Google is the way we navigate the Web. Faster even than the built-in search mechanisms of sites like Amazon.
It is the best of times:
- XML is self-describing
- Metadata doesn’t require custom parsers
- Amazon and eBay can do $100s of millions of business today with it
- Documents, not rows. Relational databases were designed to serve rows of columns, not documents. Documents aren’t flat; they’re complex. One can now ask for portions of documents
- Web Services are open standards
It is the worst of times:
- ASCII, not information. We’re only serving bits
- Complexity, not KISS: Web Services, Schema, mapping, WSDL, WS-CO, WS-TX, WS-Policy: “I am amazed by the complexity, the difficulty.”
- APIs from Hell: Confusing the message with the messenger. Too much abstraction from a purchase order to a WS implementation
- Coarse-grained, but not contractual: Humans are imperfect, and have to make things work. We can’t describe contracts, or say “call this web site before you call this one”, in a language
- Synchronized, but message-based: This leads to fragility.
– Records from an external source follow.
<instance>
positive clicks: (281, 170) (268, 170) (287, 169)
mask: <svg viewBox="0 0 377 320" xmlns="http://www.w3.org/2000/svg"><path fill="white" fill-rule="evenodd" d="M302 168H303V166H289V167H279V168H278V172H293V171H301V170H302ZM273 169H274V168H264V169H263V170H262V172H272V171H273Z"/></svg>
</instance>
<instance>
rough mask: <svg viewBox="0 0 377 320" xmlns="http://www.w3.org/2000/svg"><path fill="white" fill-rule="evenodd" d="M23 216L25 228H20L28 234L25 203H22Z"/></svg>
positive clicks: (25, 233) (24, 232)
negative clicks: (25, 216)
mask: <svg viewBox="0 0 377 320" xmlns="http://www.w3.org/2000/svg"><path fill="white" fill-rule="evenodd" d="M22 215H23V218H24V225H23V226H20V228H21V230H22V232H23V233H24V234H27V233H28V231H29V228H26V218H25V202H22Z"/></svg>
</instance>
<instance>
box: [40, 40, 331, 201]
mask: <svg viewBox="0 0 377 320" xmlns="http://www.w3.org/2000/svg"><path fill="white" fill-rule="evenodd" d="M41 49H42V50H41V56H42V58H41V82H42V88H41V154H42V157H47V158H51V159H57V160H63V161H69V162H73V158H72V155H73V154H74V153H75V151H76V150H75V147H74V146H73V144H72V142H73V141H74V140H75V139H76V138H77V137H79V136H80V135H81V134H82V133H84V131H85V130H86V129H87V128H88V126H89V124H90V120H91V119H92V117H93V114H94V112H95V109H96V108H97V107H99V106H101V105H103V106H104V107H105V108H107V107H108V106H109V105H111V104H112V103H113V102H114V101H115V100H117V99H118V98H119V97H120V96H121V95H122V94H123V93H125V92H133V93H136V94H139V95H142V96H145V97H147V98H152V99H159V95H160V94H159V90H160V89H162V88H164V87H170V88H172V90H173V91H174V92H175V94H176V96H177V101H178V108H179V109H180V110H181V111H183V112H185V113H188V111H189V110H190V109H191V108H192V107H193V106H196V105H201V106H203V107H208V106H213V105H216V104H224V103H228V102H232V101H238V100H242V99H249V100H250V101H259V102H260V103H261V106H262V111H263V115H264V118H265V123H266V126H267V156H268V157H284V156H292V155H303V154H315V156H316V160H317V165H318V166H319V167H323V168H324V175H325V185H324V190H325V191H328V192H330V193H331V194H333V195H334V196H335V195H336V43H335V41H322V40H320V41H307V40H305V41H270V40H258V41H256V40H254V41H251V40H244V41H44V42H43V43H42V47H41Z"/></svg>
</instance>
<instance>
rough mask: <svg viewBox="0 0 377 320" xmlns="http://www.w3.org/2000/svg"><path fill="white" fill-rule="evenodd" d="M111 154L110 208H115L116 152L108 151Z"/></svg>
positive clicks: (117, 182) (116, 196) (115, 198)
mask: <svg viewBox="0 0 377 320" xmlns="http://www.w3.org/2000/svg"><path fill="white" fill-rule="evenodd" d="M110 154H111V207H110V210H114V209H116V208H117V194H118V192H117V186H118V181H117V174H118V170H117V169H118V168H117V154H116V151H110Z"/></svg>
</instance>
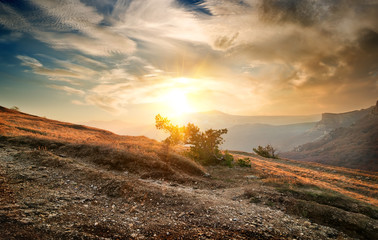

Synchronization requires low latency. Better to be able to push out data when thresholds are reached than to get millions of people pinging every 10 seconds.
- Methods, not queries: APIs are not as flexible as queries are by design. Should be able to fire arbitrary statements. Access management still needs to be handled. One can’t ask Amazon and Barnes & Noble the same question, the same way.
People don’t care about new standards for coordination, etc. They want to get from A to B. Web Services are not an end, they’re a means. “The end is not to worry about plumbing,” it’s about getting the job done. Vendors should stop lying to the customers. “Modern-day charlatans” are pitching snake oil on how everything works like magic.
We need to start thinking about what a URL means. “We don’t know how to boil the ocean.” We can’t allow queries across distributed data.
Three methods to get data in a “mobilized data model”
- Synchronization
- Bosworth uses a RIM Blackberry 3 to 4 days a week. “Most of the time, I’m perfectly happy doing this.” But round-trips are expensive, and that makes browsing suck.
- Queries
- “I don’t know how we’re ever going to truly optimize these queries.”
- Programming
- BEA has XMLBeans, open-source API for reading and writing via XPath. It doesn’t navigate, but that’s being fixed. They need a data model to do that, to find out information that’s not clearly available.
Presentation is across a web, not across a document. It can pull data from multiple places to organize it, which is something XSLT doesn’t do well. Need to be able to work with services in context.
Service guys are not asking for WS-Transactions or Coordination, they want SOAP cookies (sounds like what my babysitter gave me when I swore -ed.). They want information models to work with, events to fire, and reliability. Bosworth mentions a company that spent $40B in IT over the last decade, and discovered that they didn’t get much, because things don’t work together.
Mobility needs to catch up. A number of wireless technologies are coming along, and need to work asynchronously. (The slide he showed looked very much like the syncing sessions I saw at PalmSource three and four years ago.) Synchronization will need to follow good role models like Blackberry. SyncML already exists, but should be upgraded to reflect this reality.
Bosworth got in a couple good jabs at Microsoft at the end: one on the closed release of InfoPath, and one on freezing the browser. He mentioned blogs (and RSS, indirectly) as a sign of new life in browsing data.